En fait, ce n’est pas que vous ne voulez pas — même si pour vous, celui qui ne possède pas un immeuble de rapport à quarante ans n’a pas forcément raté sa vie -, mais c’est que vous ne pouvez pas. Eh non, vous n’avez pas 100.000 euros qui dépérissent sur votre compte d’épargne. Et vous faites déjà un maximum pour vous constituer un capital pension qui tienne un minimum la route: vous avez une épargne-pension, une assurance groupe (ou un plan de pension complémentaire si vous êtes indépendant) et vous épargnez dans le quatrième pilier (c’est-à-dire celui que vous vous constituez tout seul, sans aide fiscale) via des fonds d’investissement.

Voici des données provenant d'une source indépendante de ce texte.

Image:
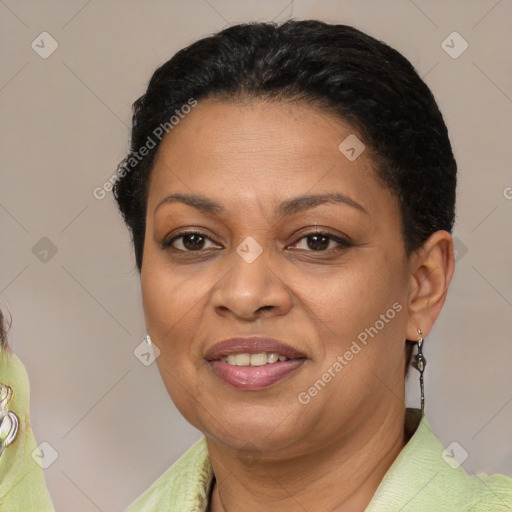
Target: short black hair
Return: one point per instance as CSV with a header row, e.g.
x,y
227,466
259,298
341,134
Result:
x,y
360,79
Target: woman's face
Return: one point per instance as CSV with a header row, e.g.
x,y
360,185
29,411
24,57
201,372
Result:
x,y
257,268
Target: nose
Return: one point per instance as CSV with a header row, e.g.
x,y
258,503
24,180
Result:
x,y
251,290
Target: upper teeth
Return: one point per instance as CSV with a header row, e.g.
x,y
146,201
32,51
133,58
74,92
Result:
x,y
253,359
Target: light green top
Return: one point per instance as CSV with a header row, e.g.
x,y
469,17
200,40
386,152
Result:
x,y
421,479
22,484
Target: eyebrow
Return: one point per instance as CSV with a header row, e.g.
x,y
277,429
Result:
x,y
285,209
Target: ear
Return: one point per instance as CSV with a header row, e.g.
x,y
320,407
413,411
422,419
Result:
x,y
432,267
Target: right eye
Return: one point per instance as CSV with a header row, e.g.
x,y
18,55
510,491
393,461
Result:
x,y
187,241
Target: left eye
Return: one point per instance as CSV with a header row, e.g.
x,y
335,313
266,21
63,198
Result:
x,y
320,242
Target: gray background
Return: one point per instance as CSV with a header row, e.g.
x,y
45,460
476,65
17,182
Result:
x,y
77,315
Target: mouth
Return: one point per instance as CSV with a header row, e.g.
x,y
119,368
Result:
x,y
253,363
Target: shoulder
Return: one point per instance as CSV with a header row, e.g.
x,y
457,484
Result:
x,y
184,486
493,493
22,483
426,476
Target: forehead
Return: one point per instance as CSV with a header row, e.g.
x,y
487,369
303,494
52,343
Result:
x,y
232,149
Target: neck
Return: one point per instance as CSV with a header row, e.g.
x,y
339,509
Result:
x,y
341,477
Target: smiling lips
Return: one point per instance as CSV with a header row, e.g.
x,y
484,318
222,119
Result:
x,y
253,363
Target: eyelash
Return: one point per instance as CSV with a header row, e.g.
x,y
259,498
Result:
x,y
343,243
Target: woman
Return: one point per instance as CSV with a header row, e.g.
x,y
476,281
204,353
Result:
x,y
290,192
22,483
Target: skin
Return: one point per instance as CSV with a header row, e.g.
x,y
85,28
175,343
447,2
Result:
x,y
269,451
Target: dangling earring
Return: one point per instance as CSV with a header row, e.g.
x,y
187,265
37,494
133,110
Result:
x,y
419,363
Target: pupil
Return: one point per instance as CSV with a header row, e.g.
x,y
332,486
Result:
x,y
196,241
323,245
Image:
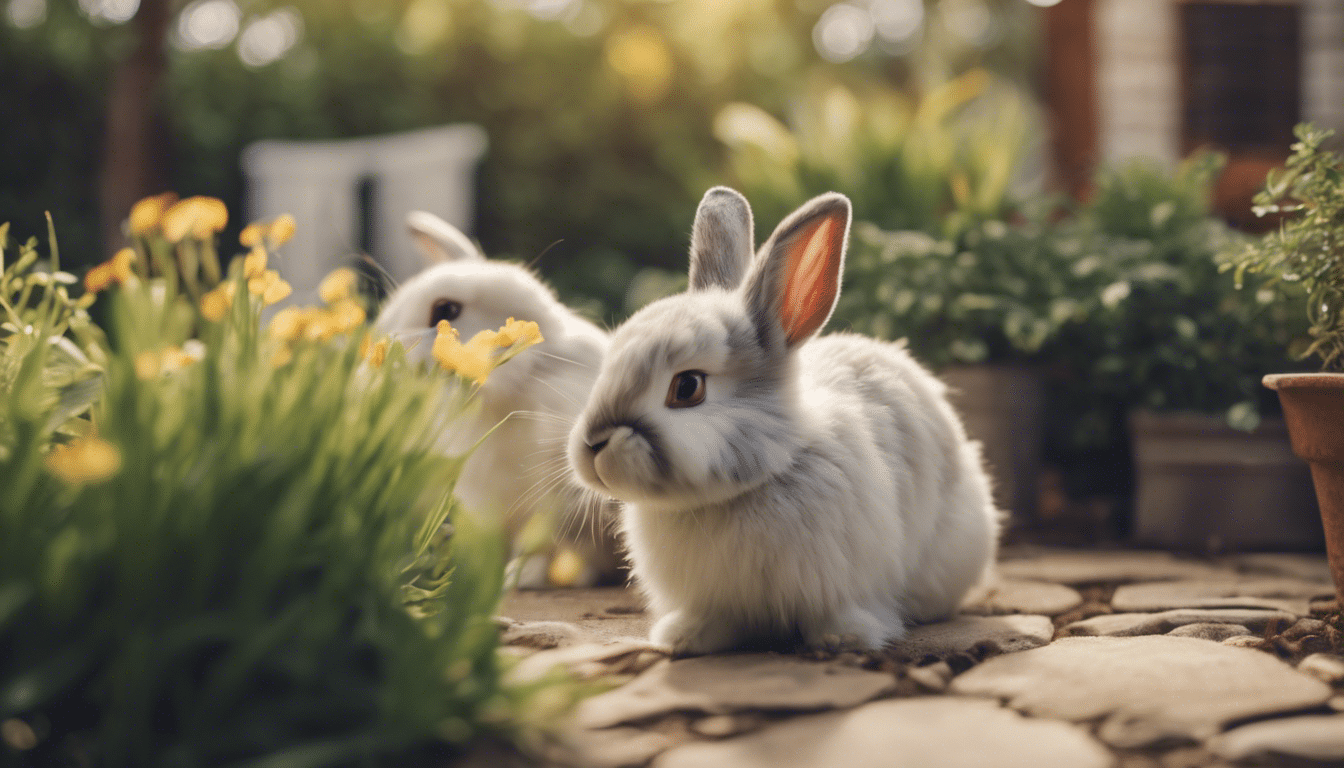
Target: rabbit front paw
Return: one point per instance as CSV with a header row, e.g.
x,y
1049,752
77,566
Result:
x,y
691,635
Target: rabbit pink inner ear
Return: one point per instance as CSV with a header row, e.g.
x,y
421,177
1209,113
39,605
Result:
x,y
813,277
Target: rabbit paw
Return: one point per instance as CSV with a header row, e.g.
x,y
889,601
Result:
x,y
691,635
851,630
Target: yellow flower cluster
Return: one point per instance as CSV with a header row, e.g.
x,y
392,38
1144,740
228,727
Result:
x,y
265,283
198,217
84,460
374,351
147,214
485,351
114,271
149,363
340,315
261,281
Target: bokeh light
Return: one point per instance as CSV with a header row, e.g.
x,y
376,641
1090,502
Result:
x,y
26,14
897,20
843,32
971,20
269,38
109,11
207,24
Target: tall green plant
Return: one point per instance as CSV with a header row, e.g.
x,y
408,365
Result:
x,y
243,557
1307,254
938,164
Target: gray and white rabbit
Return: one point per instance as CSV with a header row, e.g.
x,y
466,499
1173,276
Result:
x,y
776,487
520,470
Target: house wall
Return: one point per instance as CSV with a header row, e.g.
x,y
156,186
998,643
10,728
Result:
x,y
1139,75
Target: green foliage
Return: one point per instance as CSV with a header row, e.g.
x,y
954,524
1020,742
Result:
x,y
1122,299
242,558
1173,332
940,164
995,293
1305,257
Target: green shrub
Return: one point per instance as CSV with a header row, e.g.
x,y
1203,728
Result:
x,y
234,556
1121,300
1305,257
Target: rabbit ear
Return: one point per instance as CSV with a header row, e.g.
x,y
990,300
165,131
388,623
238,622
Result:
x,y
796,281
440,241
721,240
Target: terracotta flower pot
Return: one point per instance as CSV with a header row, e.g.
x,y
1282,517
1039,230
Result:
x,y
1313,408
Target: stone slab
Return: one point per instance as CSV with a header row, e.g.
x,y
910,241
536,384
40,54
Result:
x,y
1144,689
1215,632
731,682
616,747
1313,737
1160,623
1081,566
1012,596
960,634
928,732
1325,667
600,613
1277,593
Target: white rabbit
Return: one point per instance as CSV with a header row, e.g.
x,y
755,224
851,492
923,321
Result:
x,y
778,488
520,470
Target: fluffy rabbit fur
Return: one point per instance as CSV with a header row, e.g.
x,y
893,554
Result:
x,y
520,468
781,488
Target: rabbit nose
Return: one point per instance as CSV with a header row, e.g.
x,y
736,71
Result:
x,y
598,439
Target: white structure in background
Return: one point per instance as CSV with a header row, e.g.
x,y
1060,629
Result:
x,y
319,183
1139,74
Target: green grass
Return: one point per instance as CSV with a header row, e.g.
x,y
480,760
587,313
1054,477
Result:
x,y
272,576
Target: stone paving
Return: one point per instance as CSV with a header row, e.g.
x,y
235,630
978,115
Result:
x,y
1071,659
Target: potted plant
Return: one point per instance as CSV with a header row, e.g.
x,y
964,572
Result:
x,y
1183,353
930,178
983,308
1307,257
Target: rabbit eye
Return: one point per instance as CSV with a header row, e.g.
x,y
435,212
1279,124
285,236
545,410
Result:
x,y
687,389
444,310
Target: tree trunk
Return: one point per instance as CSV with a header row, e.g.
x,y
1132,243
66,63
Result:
x,y
135,159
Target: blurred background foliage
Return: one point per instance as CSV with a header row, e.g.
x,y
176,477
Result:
x,y
606,119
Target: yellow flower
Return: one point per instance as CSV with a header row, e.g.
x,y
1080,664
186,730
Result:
x,y
473,359
147,213
100,279
121,264
376,354
254,264
277,291
215,303
281,230
269,287
641,57
281,357
198,217
116,269
524,332
252,234
566,568
84,460
151,363
288,324
338,284
346,315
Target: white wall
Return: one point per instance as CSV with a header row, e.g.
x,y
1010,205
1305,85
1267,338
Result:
x,y
1137,81
1139,75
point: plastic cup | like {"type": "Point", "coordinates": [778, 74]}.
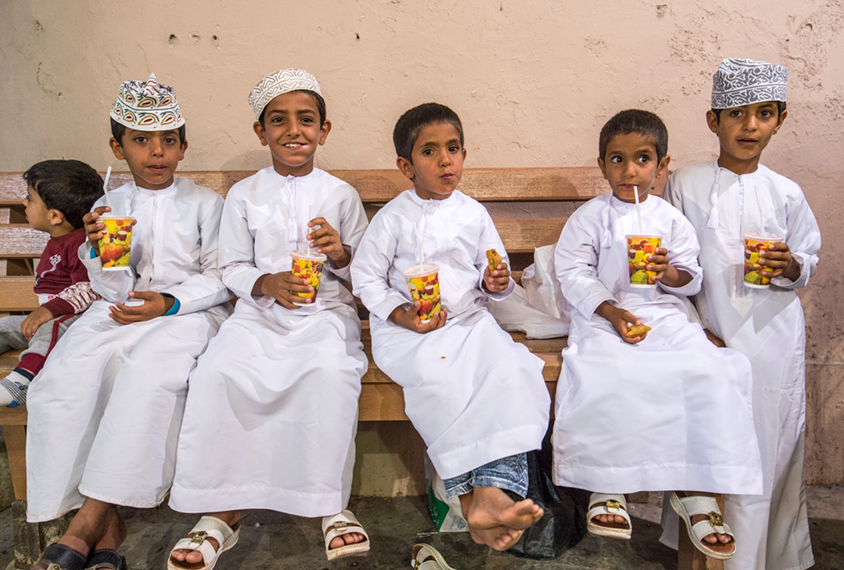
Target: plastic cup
{"type": "Point", "coordinates": [116, 243]}
{"type": "Point", "coordinates": [424, 284]}
{"type": "Point", "coordinates": [639, 247]}
{"type": "Point", "coordinates": [308, 265]}
{"type": "Point", "coordinates": [754, 242]}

Et puis vous remboursez déjà un crédit hypothécaire pour votre habitation propre. Bref, vous êtes plutôt "bon élève".
En Région bruxelloise, l’abattement sur la première tranche de 175.000 euros du prix d’achat représente une économie fiscale de plus de 20.000 euros pour celui qui a l’occasion de se domicilier dans le bien qu’il a acheté.
Ceci dit, il est vrai que vous pourriez sécuriser davantage votre destin financier si vous parveniez à acheter quelques briques supplémentaires. Bonne nouvelle: dans les faits, il n’est pas nécessaire d’avoir des dizaines de milliers d’euros sur votre compte pour devenir propriétaire.
Parce que nous devons bien partir d’une hypothèse, imaginons que vous ayez réussi à épargner 25.000 euros, ou que votre oncle d’Amérique vous envoie un énorme chèque ou encore que vos parents ont décidé de vous faire un cadeau de Noël vraiment… généreux. Bref, imaginons que vous avez 25.000 euros en poche. Comment pouvez-vous investir dans un bien immobilier en utilisant ce capital?
1. En visant un petit bien
Si vous ne disposez que de 25.000 euros, ce montant servira à payer les frais de notaire et une partie (20%) du prix d’acquisition de votre bien. On ne va pas se mentir, votre choix sera assez limité. Étant donné que la banque se bornera, en général, à vous prêter 80% de quotité, ce qui est l’usage lorsque vous empruntez pour investir, votre budget sera plafonné à 70.000 euros hors frais.
À ce prix-là, vous devrez presque inévitablement sortir de la capitale. Si vous vous baladez sur Immoweb, vous serez cependant surpris du nombre d’offres de studios, d’appartements une chambre, et même deux chambres, qui sont à vendre dans les environs de Charleroi, de Liège ou encore de Mons. À Bruxelles, vous pourrez trouver des petits studios dans des quartiers "en devenir". Notez que si vous avez du flair, c’est typiquement sur ce genre de biens que votre rendement peut se révéler le plus élevé.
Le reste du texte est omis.